Considering a lottery $L^{\rho }= {<}\rho _1/\lambda _1,..., \rho _n / \lambda _n {>}$ we define a lottery $(1-L)^\rho $ by $(1-L)^{\rho }= {<}\rho _1/(1-\lambda _1),..., \rho _n /(1- \lambda _n) {>}$. We have the following semi-duality relation

$$\begin{aligned} ES^{Pes}(L^\rho ) = 1- ES^{Opt}((1-L)^\rho ). \end{aligned}$$

(9)

This property will be useful for some proofs in the following. For the sake of brevity, we will drop $\alpha $ from $S^{\alpha }$ and $T^{\alpha }$ in the sequel.

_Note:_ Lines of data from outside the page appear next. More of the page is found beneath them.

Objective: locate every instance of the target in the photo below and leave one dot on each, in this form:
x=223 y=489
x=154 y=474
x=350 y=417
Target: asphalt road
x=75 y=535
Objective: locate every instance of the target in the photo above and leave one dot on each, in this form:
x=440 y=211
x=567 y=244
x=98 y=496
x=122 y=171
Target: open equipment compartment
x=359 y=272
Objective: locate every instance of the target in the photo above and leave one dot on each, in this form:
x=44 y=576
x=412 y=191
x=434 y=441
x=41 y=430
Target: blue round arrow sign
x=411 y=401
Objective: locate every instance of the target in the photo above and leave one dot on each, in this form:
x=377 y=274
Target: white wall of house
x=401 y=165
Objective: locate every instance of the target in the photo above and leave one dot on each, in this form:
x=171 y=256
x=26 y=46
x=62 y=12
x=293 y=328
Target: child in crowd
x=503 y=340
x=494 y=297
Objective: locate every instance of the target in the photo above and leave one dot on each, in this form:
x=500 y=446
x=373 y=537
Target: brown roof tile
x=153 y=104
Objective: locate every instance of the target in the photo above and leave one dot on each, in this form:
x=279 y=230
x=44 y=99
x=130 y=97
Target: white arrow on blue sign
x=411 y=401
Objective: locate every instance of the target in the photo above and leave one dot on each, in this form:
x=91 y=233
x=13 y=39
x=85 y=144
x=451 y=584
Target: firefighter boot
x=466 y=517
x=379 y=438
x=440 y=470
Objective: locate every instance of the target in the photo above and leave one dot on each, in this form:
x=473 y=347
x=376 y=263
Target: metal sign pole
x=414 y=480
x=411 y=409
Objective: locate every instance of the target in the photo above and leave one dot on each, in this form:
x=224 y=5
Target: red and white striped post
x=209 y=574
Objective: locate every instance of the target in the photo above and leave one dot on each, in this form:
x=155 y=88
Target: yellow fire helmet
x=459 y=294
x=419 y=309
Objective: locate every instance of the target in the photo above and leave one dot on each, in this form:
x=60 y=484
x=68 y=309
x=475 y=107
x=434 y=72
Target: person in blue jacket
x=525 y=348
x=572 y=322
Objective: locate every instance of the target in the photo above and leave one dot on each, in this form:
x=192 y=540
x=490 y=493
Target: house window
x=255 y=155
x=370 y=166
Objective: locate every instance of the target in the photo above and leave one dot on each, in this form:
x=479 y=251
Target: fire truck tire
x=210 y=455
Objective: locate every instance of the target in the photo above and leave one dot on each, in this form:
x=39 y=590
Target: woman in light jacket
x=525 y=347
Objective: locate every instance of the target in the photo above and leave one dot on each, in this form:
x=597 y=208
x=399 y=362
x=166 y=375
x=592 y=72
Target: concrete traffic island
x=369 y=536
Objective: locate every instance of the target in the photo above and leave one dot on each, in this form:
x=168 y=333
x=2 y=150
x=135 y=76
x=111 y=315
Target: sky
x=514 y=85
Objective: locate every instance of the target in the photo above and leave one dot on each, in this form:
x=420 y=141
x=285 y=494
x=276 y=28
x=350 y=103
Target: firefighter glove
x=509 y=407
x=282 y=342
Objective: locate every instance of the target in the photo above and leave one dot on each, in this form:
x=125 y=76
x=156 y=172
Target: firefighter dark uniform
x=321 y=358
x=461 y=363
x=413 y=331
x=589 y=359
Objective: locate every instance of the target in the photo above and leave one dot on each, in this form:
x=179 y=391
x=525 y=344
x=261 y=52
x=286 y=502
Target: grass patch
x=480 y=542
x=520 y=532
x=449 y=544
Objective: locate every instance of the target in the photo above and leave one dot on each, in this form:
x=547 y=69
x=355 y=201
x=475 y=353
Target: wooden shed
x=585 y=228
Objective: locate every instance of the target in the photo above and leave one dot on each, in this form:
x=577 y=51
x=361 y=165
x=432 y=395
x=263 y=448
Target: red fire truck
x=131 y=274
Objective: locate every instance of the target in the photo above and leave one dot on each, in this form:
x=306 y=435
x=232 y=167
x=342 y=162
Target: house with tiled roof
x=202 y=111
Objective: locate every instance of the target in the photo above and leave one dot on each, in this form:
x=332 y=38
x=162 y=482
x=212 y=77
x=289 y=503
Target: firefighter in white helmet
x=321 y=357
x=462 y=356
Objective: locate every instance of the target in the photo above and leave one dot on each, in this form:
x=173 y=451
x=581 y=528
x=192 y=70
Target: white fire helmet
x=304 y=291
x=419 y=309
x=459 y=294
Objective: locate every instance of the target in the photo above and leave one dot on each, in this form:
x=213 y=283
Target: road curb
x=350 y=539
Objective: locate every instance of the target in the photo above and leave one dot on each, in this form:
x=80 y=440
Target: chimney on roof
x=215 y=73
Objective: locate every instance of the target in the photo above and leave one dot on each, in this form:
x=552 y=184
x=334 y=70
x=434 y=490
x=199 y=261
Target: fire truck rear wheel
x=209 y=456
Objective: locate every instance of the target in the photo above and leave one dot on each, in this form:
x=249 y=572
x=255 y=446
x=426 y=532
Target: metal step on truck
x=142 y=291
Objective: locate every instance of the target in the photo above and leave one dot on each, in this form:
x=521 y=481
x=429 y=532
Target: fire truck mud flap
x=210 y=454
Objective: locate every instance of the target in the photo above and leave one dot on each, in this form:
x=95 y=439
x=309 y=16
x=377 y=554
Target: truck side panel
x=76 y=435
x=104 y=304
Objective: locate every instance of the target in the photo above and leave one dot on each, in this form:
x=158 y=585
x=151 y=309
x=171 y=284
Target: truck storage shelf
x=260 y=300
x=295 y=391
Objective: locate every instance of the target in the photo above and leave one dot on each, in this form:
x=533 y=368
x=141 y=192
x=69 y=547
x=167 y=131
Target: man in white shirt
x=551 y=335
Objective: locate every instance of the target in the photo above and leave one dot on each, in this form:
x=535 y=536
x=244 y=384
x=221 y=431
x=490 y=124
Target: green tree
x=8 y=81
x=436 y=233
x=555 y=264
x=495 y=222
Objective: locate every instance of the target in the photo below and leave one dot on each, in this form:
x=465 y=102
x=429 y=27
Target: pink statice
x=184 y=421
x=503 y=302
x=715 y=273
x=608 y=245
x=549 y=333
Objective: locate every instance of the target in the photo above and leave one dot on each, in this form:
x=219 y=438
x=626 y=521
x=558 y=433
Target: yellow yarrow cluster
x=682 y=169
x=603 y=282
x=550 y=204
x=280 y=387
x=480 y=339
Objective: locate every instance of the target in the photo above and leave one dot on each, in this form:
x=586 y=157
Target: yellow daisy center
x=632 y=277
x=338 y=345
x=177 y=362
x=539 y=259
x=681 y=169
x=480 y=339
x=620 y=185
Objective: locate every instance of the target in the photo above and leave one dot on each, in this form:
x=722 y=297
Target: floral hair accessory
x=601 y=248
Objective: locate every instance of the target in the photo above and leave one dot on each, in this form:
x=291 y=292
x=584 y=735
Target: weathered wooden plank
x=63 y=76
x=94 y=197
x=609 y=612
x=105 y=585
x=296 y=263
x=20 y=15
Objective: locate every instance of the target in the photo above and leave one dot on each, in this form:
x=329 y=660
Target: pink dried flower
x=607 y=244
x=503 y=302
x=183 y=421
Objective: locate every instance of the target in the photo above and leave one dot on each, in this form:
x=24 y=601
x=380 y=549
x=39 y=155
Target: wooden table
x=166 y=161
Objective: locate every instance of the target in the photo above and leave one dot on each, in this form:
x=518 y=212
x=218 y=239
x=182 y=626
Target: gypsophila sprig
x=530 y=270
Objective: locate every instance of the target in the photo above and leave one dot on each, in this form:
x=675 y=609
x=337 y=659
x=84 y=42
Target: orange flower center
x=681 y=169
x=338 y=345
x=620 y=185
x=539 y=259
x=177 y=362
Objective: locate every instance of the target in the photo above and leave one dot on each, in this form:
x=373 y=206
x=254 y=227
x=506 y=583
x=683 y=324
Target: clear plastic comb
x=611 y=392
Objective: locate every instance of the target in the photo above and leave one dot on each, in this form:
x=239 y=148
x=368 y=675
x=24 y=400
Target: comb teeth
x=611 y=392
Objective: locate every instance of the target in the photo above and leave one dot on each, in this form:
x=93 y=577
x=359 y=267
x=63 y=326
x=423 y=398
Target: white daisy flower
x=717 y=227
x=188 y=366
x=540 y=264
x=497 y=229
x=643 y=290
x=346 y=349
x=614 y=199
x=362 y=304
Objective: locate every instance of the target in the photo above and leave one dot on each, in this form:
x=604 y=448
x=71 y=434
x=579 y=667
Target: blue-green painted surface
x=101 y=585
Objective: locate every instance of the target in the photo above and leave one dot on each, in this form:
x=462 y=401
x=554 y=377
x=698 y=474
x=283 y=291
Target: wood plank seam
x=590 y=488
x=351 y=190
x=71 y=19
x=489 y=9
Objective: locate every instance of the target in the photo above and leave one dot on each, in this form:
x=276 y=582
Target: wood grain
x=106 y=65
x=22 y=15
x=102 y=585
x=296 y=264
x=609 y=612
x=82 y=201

4.1 Hybrid Utility Functional and Decision Maker Behavior

Let us rewrite $ES^{Opt}(L)$ and $ ES^{Pes}(L)$ more explicitly so as to lay bare its meaning.

Proposition 3

$$\begin{aligned} ES^{Opt}(L)= {\left\{ \begin{array}{ll} U^{Opt}(L) \text { if } \not \exists i \text { s.t. } \lambda _i> \alpha \text { with } \rho ^{\alpha }_i>\alpha \\ E^{Opt}(L)=\alpha + \frac{\sum _{i|\lambda _i\rho ^{\alpha }_i>\alpha } (\lambda _i-\alpha ) (\rho ^{\alpha }_i-\alpha )}{1-\alpha } \text { otherwise} \end{array}\right. } \end{aligned}$$

(10)

$$\begin{aligned} ES^{Pes}(L)= {\left\{ \begin{array}{ll} U^{Pes}(L) \text { if } \not \exists i \text { s.t. } \lambda _i < 1-\alpha \text { with } \rho ^{\alpha }_i>\alpha \\ E^{Pes}(L)=1-\alpha - \frac{\sum _{i|1-\lambda _i,\rho ^{\alpha }_i>\alpha } (1-\lambda _i-\alpha ) (\rho ^{\alpha }_i-\alpha )}{1-\alpha } \text {otherwise} \end{array}\right. } \end{aligned}$$

(11)

Proof

If $\not \exists i$ s.t. $\lambda _i > \alpha $ with $\rho ^{\alpha }_i>\alpha $ then $\forall i$, $T =\min $ is used and $S= \max $ too. So we are back to the $U^{Opt}(L)$ criterion. If there is only one i s.t. $\lambda _i > \alpha $ with $\rho ^{\alpha }_i>\alpha $, then $ES^{Opt}(L)= T^{\alpha }(\rho ^{\alpha }_i,\lambda _i) = \alpha + \frac{ (\lambda _i-\alpha ) (\rho ^{\alpha }_i-\alpha )}{1-\alpha } $. For the general case where there are several i such that $\min (\rho ^{\alpha ,L}_i,\lambda _i)> \alpha $, say a set $I^+$ of indices then $T(\rho ^{\alpha ,L}_i,\lambda _i)> \alpha , i \in I^+$ only. Then $ES^{Opt}(L)= \sum _{i \in I^+}(\alpha + \frac{ (\lambda _i-\alpha ) (\rho ^{\alpha }_i-\alpha )}{1-\alpha }) - (card(I^+)-1)\alpha = \alpha + \sum _{i \in I^+}(\frac{ (\lambda _i-\alpha ) (\rho ^{\alpha }_i-\alpha )}{1-\alpha }) $. Using semi-duality between $ES^{Pes}$ and $ES^{Opt}$ we get the expression of the former. $\Box $

From Proposition 3 it is easy to check that:

Proposition 4

$ES^{Opt}(L)\le \alpha $ iff $ES^{Opt}(L)=U^{Opt}(L)$.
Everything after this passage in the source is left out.